How often would you say you’re ever bored? Or maybe I should ask. How often do you allow yourself to be bored? The answer, I imagine, is rarely.
That’s the way the world is now. Every idle moment filled, every silence interrupted. Our attention is constantly being solicited, served up in notifications, newsfeeds, updates and constant noise. Look around in public and you’ll find most people buried in their phones, whether they are catching a bus or on a first date. It’s become the norm to be constantly distracted.
But offshore, a refuge, reminiscent of a time now past, still exists.
Sailing out of sight of land and out of reach of phone signal, you are held by something quieter. Something slower. Something ancient. And though it demands your constant attention, from trimming sails to watching the weather, and keeping a constant eye out for other boats, it also gives you something vanishingly rare: space to think.

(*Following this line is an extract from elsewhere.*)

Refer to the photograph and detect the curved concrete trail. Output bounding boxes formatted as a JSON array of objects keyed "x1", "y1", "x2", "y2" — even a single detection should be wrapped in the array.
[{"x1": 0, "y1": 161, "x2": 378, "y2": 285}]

Not distracted thinking, but the deep kind. The kind that only wells up in long silences, when your mind is left to wander like the wind and waves around you. Out there, with only water in every direction and time stretched out like the horizon, your mind starts to move differently. Thoughts become looser. Your mind feels lighter. And with it, curiosity blooms.
I once read a book called The Comfort Crisis, which described the “three-day rule.” The idea is simple: it takes three full days of disconnection meaning no emails, no phones, no input, for the brain to finally begin switching off. For the constant noise to subside.